Otro ejemplo, non corrumpendum es lo que no se debe o no se ha de corromper, y corruptibilis, lo que “se puede corromper”. Reconocer que los alimentos congelados del supermercado se han corrompido al tenerlos un tiempo fuera del congelador y, por tanto, hay que sustituirlos, es compatible con seguir manteniendo que no se los debe dejar que se corrompan y que debemos tener más cuidado la próxima vez.

Seguir defendiendo la indisolubilidad es compatible con la acogida eclesial de las personas que sufrieron la ruptura y están recomponiendo su vida.

En vez de decir que el matrimonio es indisoluble, deberíamos decir que es non solvendum, que no se ha de disolver (“No separen los humanos la unión de los cónyuges que Dios desea”, dice Jesús, Mt 19, 6, es decir, la unión que van a construir los cónyuges a lo largo de la vida; convierten así su unión en inseparable cuando, al envejecer juntos, se logra por fin la indisolubilidad, que no es una propiedad del matrimonio grabada como divisa el día de la boda, sino una meta a lograr mediante el cumplimiento de la promesa).

Pero decir del matrimonio que es non solvendum, que no se debe o no se ha de disolver, no quiere decir que sea irrompible, como ni siquiera lo es un reloj “water-proof” o “bomb-proof” (a prueba de inundaciones o a prueba de bombas).

Por tanto, la afirmación y defensa de la indisolubilidad como “meta, don y tarea” (de que hablaban los padres sinodales el año pasado) es compatible con el reconocimiento de que, “lamentablemente, no es irrompible” (como decían en el 2000 los obispos japoneses y venía proponiendo desde el Sínodo de 1980 el arzobispo de Tokyo, monseñor Shirayanagi Seiichi, entre otros).

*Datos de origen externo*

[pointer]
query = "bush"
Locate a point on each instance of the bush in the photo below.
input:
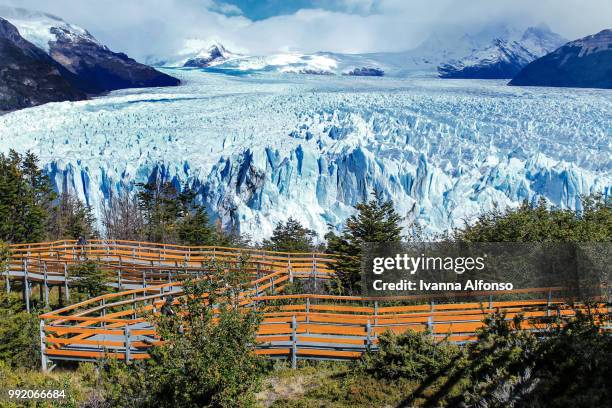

Es compatible seguir proponiendo y animando a construir la indisolubilidad a lo largo de la vida de los esposos y, al mismo tiempo, reconocer la realidad de las rupturas, sanar (o, en su caso, perdonar) las heridas que necesiten sanación (o las culpas, en el caso de que las haya, que necesiten perdón), acompañar pastoralmente a las personas en el camino de recomponer su vida y acogerlas sacramentalmente con el estilo de misericordia de Jesús.

Como decía ayer el arzobispo Osoro para deshacer los malentendidos sobre la propuesta pastoral del Papa Francisco, “hay que ver todo lo que él dijo sobre la familia siendo arzobispo de Buenos Aires. Si los que dicen cosas distintas lo leyeran, firmarían claramente lo que plantea Francisco”.

Y como expresaba ya hace tiempo el cardenal Kasper en El Evangelio de la familia (Sal Terrae, 2014, p.66): “Si excluimos de los sacramentos a los cristianos divorciados y vueltos a casar que están dispuestos a acercarse a ellos, ¿no ponemos en entredicho la fundamental estructura sacramental de la Iglesia? ¿Para qué sirven entonces la Iglesia y los sacramentos?”